В неудавшейся попытке дописать за Пушкина конец его «Египетских ночей» Брюсов дает не мало образцов аляповатости. Вот в опочивальне Клеопатры ночью, пока рабы спят в своих «коморках темных» (будто современные дворники), Флавий оказывается на высоте своей мужественности. Но после «третьей стражи», поближе к утру, он – представляет себе поэт – «он лег, заснул, и вот он спит». И то, что он «заснул и вот спит», – это оскорбляет Клеопатру в ее лучших чувствах.

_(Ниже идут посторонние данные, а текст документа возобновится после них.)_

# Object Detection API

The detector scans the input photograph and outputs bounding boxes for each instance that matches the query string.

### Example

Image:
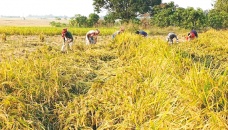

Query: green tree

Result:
[93,0,162,21]
[87,13,100,27]
[215,0,228,13]
[208,9,228,29]
[70,14,87,27]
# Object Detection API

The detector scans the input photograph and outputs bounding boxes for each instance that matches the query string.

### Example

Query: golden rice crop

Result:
[0,30,228,130]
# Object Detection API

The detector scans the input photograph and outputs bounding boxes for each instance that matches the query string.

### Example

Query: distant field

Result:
[0,18,68,27]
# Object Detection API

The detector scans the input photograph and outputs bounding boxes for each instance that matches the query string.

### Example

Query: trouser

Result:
[86,37,97,45]
[61,40,73,52]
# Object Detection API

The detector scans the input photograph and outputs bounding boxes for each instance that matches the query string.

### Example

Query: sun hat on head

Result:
[62,28,67,37]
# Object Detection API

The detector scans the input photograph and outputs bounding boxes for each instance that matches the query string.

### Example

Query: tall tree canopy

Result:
[215,0,228,13]
[93,0,162,21]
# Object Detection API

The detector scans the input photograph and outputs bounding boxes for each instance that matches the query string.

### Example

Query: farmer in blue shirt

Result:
[61,28,74,52]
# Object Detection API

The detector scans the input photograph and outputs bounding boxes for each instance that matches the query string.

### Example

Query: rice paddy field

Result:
[0,27,228,130]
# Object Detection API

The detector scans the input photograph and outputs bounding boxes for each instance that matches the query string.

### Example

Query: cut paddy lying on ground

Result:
[0,30,228,129]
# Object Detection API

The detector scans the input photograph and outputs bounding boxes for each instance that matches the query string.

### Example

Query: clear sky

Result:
[0,0,214,17]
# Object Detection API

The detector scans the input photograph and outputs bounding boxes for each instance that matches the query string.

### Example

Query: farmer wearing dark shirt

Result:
[135,30,147,37]
[167,32,178,44]
[61,28,74,52]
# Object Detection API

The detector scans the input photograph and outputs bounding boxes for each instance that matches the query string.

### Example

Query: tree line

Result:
[52,0,228,29]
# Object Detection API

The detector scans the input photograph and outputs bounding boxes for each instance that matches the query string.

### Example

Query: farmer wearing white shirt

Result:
[86,29,100,45]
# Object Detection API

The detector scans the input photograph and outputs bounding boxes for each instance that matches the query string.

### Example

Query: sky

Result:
[0,0,214,17]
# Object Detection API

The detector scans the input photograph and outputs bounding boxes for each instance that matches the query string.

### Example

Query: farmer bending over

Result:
[135,30,147,37]
[112,27,124,38]
[86,29,100,45]
[167,32,178,44]
[186,30,198,41]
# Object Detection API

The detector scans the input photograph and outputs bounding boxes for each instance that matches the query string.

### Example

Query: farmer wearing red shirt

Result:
[186,30,198,41]
[61,28,74,52]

Ведь она ему «всем сладострастьем женской дрожи вливала в жилы страсть» и «среди затей» припоминала Цезаря, и «прибавляла с лестью жгучей» (оцените всю прелесть этого разговорно-прозаического прибавляла…), – да, так она «прибавляла», что Флавий один ей «напомнил Цезаря», – и что же? и «вдруг» он «твердо отстранил царицу: довольно, женщина!.. он лег, заснул и вот он спит». Разбуженный Клеопатрой и поощряемый ею к новым утехам, Флавий отвечает ей пошлейшим образом (только не он в этой пошлости повинен, не он здесь вменяем), – Флавий, неблагодарный, ставит на вид египетской царице, что ему не новы ее прелести («ужель ты думаешь, мне ново все, чем прельщаешь ты меня?»), и как опереточный Дон-Жуан, как смешной фат, он перечисляет свои прежние услады, женщин зарейнских, «девушку испанскую», «пленницу британскую», «одну фракиянку», «одну из гордых галльских дев». От этой этнографии и географии в страшный гнев приходит Клеопатра (а с нею и читатель, но в меньшей степени и по другим причинам…) и) сулит Флавию (а не «Валерию») «неумолимую казнь». Гений вкуса, ангел-хранитель художников, до такой степени изменил Брюсову, что Флавий у него отвечает прекрасной египтянке совершенно нестерпимой прозой:
Но все-ж я прав. Что обещал,
Я, в эту ночь, исполнил честно:
С тобой я, как тебе известно,
До третьей стражи разделял
Твои, царица, вожделенья,
Как муж, я насыщал твой пыл.
Что-ж! Я довольно в мире жил…
Это забавное как тебе известно (ну, еще бы неизвестно…) одно способно своим комическим и прозаическим штрихом перечеркнуть всю брюсовскую поэму. А штрих этот не единственный. Клеопатра «стучит» по кимвалу, когда эпикуреец Критон с высокой галантерейностью говорит ей: «хоть раз позволь взглянуть мне на божественную грудь», и он же произносит стишки: «пока они у двери, хоть поцелуй по крайней мере». Если грудь царицы для Критона – «божественная», то все ее тело – «божеское»: это видно из его слов, что он «лобзает, весь горя огнем» (горит он именно огнем, а не водою, как про Флавия мы читаем у того же обстоятельного автора, что он проходит, «в свое раздумье погруженный», именно в свое, а не в чужое), – лобзает «святыни, спрятанные днем, и каждый волос благовонный на теле божеском твоем»: неужели не пошлость – эта детализация и эти «святыни», спрятанные под платьем? То, что у Пушкина было жутким и сосредоточенным сладострастьем, у Брюсова стало словоохотливым и противным разговором о сладострастии. И вообще к художественному сосуду Пушкина, хотя бы и незаконченному, Брюсов топорно приклеил нечто дешевое. Он к мрамору прибавил глину, матерьял «ручного труда»; дорогое и крепкое вино разбавил он словесной водою.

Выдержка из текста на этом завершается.